Tu vois ou tu vois pas ?
Christine Lagarde voit le “redémarrage économique“ pour 2010. Vu la qualité jusqu'ici avérée de ses lunettes de longue vue, on ne peut qu'être très inquiet.
Tu veux ou tu veux pas ?
L'une des raisons principales de ma méfiance envers le projet de Traité constitutionnel européen de 2005 (adopté depuis par la“représentation“ nationale, au mépris du suffrage universel) était la “constitutionnalisation“ de l'OTAN, qui peut désormais nous conduire, malgré nous, à des aventures guerrières hasardeuses.
Sarkozy tire logiquement la conséquence de son alignement sur les Etats-Unis pour souhaiter que la France réintègre les organes de commandement de l'OTAN -que de Gaulle avait bruyamment quittés au milieu des années 60-.
Le PS, dont la logique reste insondable, après avoir majoritairement soutenu et ratifié le Traité, s'insurge contre les intentions de Sarkozy. Va comprendre...
Tu tombes plus bas ou tu tombes plus bas ?
Le Nikkei a terminé la séance de ce lundi 9 mars à son plus bas niveau de clôture (7.086 points, pour des plus hauts à 30.000 points) en plus de vingt-six ans.
Le CAC 40 (venu de 6.922,33 points, le 4 septembre 2.000 et de 6.168,15, le 1er juin 2007) passe aujourd'hui sous la barre symbolique des 2.500 points (2.491 points à 10 heures du matin), en voie de rejoindre et, sans doute, de dépasser son plus bas du 12 mars 2003 (2.401,15 points).
A partir de ces niveaux et en l'absence de toute bonne nouvelle, bien malin qui pourrait prévoir un point bas. 2.000 ? 1.500 ?
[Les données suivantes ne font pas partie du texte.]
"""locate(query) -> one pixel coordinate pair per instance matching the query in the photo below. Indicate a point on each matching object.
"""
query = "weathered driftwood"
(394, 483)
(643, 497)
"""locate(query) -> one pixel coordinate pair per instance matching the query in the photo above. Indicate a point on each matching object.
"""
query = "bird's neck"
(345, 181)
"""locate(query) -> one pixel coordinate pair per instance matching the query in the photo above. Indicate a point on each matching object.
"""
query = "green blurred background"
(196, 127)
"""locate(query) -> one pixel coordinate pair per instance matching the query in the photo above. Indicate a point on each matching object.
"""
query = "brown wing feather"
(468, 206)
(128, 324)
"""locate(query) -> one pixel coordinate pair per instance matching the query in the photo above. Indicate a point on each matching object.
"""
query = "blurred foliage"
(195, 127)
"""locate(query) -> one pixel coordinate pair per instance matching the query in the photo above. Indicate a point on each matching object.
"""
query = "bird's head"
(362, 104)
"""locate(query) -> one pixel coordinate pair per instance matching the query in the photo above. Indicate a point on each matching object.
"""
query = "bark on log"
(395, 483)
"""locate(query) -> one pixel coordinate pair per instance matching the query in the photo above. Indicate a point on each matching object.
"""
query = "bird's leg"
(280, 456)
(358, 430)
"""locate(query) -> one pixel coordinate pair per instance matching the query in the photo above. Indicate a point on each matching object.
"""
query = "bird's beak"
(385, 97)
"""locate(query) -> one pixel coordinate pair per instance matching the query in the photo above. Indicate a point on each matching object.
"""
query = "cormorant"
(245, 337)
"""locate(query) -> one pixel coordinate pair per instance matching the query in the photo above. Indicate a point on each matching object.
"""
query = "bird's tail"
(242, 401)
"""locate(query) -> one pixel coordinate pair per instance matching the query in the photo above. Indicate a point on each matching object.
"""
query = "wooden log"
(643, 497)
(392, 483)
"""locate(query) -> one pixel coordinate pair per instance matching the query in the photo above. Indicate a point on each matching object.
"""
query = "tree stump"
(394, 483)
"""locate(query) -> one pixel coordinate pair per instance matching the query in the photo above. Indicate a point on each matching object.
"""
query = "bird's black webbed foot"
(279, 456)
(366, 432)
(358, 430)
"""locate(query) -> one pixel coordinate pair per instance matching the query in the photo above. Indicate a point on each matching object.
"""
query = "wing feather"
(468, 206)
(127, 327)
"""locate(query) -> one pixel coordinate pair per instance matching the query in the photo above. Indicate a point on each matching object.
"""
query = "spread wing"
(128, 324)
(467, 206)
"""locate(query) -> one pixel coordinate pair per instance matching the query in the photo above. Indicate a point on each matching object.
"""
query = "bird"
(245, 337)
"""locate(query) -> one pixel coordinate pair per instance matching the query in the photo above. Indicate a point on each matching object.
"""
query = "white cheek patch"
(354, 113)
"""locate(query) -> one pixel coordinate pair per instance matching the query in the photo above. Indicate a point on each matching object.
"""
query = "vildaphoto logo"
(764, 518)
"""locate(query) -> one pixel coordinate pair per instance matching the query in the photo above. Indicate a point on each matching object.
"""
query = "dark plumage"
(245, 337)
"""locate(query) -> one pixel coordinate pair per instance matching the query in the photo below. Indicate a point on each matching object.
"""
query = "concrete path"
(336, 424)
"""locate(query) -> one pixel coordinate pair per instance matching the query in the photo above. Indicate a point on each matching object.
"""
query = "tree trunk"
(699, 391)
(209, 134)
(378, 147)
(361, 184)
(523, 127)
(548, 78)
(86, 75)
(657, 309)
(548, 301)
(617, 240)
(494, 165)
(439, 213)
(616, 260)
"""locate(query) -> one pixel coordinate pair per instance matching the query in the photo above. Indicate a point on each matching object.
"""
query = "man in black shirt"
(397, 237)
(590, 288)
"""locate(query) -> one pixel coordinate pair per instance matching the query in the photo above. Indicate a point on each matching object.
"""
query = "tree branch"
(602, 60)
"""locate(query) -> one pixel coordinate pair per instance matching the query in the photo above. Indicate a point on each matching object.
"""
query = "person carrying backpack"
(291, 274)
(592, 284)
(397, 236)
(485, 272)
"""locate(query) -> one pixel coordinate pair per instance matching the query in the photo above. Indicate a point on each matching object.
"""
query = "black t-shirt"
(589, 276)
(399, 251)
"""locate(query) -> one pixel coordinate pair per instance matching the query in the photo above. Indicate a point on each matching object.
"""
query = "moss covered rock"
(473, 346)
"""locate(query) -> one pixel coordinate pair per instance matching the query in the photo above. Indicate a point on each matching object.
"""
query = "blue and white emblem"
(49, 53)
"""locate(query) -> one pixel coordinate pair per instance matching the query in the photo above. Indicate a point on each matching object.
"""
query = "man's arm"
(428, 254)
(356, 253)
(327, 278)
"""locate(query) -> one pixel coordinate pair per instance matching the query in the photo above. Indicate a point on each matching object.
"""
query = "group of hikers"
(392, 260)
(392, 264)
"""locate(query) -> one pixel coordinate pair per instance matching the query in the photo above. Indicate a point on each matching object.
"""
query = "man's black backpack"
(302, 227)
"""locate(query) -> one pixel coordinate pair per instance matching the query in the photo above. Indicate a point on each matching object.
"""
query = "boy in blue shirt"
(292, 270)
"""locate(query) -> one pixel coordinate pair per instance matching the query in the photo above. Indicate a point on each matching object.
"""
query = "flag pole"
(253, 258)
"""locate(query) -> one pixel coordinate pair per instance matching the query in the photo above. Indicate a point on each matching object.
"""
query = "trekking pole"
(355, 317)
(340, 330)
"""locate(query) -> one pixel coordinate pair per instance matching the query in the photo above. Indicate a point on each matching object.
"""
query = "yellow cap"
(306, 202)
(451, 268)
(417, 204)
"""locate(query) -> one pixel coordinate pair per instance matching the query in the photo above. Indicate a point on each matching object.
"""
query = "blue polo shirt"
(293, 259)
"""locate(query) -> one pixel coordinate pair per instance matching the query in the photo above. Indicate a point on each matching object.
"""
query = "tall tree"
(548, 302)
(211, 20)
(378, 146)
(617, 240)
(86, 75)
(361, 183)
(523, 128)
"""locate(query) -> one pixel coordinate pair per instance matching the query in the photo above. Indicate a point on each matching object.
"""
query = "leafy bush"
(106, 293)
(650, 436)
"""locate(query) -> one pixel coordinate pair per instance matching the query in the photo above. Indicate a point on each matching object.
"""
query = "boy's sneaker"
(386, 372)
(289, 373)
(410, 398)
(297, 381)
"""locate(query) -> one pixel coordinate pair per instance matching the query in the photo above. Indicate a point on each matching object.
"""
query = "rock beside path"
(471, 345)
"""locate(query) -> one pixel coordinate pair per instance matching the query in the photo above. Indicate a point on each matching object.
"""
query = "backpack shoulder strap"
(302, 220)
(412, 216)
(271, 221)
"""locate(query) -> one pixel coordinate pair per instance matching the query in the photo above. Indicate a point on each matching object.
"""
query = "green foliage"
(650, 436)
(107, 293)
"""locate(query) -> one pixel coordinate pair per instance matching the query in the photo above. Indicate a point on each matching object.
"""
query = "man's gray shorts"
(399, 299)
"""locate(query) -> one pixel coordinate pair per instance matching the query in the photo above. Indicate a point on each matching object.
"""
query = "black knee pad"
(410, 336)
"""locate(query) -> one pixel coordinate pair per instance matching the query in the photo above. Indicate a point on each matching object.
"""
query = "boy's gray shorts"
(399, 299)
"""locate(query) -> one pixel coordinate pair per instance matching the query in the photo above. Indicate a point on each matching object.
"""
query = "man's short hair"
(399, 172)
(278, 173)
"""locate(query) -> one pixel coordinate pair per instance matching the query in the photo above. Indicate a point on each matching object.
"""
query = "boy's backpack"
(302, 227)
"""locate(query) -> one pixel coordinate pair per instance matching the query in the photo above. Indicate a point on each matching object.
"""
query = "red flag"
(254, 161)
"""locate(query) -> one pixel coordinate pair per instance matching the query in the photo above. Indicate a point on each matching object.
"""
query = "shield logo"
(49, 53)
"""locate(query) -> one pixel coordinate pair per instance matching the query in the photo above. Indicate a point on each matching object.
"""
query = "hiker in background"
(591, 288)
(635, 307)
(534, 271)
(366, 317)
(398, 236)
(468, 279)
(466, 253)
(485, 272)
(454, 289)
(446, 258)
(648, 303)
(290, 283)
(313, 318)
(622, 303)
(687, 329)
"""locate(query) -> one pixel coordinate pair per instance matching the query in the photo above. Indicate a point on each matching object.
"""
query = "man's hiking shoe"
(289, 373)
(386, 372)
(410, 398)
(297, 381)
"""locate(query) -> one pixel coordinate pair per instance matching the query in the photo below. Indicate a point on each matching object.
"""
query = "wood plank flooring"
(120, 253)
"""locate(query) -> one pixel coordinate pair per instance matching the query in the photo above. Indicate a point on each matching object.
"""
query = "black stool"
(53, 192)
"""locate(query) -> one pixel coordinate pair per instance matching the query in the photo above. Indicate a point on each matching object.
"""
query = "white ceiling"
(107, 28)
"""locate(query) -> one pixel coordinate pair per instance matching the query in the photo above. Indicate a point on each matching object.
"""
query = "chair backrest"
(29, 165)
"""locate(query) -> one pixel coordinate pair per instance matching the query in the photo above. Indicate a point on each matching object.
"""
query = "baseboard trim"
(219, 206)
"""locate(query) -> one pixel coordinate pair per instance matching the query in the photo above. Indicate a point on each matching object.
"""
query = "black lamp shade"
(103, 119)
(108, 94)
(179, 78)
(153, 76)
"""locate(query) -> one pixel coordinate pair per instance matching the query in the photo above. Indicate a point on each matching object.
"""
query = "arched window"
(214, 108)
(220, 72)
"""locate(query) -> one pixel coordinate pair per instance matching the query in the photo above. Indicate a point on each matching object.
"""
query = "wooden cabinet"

Les petits épargnants qui ont écouté les bons conseils de madame Lagarde il y a un an, leur conseillant de ne pas vendre leurs actions -“tant qu'on n'a pas vendu, on n'a pas perdu“-, quand le CAC 40 était encore à 5.000 points, doivent la bénir tous les jours.
Tu veux plus d'Etat ou moins d'Etat ?
En Asie aussi, le débat “moins d'Etat-plus d'Etat“ bat son plein.
En Inde, les tenants du libéralisme économique conviennent que la mort programmée des Etats était peut-être prématurée et que ces vieilles choses inutiles restent des valeurs-refuges en cas de panne ; notamment parce qu'elles peuvent mobiliser l'argent des contribuables pour sauver la mise du système.
Des voix se font néanmoins entendre de plus en plus fortement pour réclamer une meilleure répartition du pouvoir d'achat entre les 200 à 300 millions d'Indiens vivant à l'occidentale et le milliard restant qui survit avec moins de 30 € par mois.
En Russie ou en Chine, comme dans beaucoup d'autres pays émergents, le débat ne se pose pas de la même manière : l'économie, même convertie au marché et permettant l'ascension d'une nouvelle classe moyenne, est largement restée sous le contrôle des Etats.